- John Lucarotti at Panopticon 1993
- Born: John Vincent Lucarotti 20 May 1926 Aldershot, Hampshire, England, UK
- Died: 20 November 1994 (aged 68) Paris, France
- Occupation: Screenwriter
- Known for: The Avengers Doctor Who The Troubleshooters

= John Lucarotti =

British screenwriter and novelist (1926–1994)

John Vincent Lucarotti (20 May 1926 - 20 November 1994) was a British-Canadian screenwriter and author who worked on The Avengers, The Troubleshooters and Doctor Who in the 1960s.

==Early life==
Born into an Army family in Aldershot in Hampshire in 1926 the son of Helen (née Stark) and Umberto Rimes Lucarotti, John Lucarotti inherited his Italian surname from his grandfather, who was a sculptor. Lucarotti spent 10 years in the Royal Navy during and after the Second World War before moving to Canada in 1950 to pursue his interest in writing.

==Career==
A naturalized Canadian citizen, he began his career at the Canadian Broadcasting Corporation, writing on over 200 various scripts for them as well as for Canadian television.

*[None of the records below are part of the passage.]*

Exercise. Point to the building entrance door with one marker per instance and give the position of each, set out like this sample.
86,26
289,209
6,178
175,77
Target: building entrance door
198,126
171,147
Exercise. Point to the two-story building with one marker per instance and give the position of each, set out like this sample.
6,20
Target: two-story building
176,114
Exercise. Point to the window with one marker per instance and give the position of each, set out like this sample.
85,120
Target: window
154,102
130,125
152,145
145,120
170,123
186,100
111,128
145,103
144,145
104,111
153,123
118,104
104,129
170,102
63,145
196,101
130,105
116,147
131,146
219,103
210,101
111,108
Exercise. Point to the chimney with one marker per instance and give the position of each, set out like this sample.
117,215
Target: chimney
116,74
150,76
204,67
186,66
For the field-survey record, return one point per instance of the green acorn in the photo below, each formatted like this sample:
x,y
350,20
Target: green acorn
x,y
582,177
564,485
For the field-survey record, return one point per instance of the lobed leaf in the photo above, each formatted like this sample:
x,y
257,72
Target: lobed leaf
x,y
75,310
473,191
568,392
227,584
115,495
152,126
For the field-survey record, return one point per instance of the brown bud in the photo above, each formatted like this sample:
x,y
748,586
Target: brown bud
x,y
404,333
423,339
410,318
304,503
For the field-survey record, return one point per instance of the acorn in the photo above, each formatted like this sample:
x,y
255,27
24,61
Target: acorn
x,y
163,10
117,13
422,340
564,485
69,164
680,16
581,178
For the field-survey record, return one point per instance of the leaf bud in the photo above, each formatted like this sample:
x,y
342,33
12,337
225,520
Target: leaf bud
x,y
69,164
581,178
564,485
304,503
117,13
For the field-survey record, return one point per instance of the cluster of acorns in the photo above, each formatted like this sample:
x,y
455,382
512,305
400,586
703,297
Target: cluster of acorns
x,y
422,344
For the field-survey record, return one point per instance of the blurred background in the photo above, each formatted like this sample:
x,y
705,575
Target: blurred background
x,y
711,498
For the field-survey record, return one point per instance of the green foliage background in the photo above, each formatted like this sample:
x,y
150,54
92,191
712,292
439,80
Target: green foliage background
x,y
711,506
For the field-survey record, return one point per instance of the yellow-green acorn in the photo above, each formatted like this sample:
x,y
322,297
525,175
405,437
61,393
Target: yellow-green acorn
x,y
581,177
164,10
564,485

In 1956–7, he wrote scripts for the Canadian television series Radisson and also wrote the lyrics to the theme song. He then worked for a period selling encyclopedias door-to-door until troubled by his conscience for selling things to people they didn't really want or need. He moved back to England where he had a prolific career. He created the television series Operation Patch (later novelised), The Ravelled Thread, and The Panther's Leap. He wrote six episodes for The Avengers (one episode however was a rewrite of a script by Gerald Verner), thirty-two episodes for The Troubleshooters and contributed fifteen episodes to the BBC's Doctor Who in the 1960s, the three serials: Marco Polo, The Aztecs and The Massacre of St Bartholomew's Eve.

He subsequently novelised his Doctor Who scripts for Target Books. He contributed a script for what ultimately became the 1975 serial The Ark in Space, but it was rewritten by script editor Robert Holmes and Lucarotti received no on-screen credit.

==Personal life==
In 1950 he married Lorna D Blaney in Gosport in Hampshire but the marriage was later dissolved. He later married Rose-marie Sandy in London in 1969.

==Death==
Lucarotti died of spinal cancer in Paris on 20 November 1994 at age 68.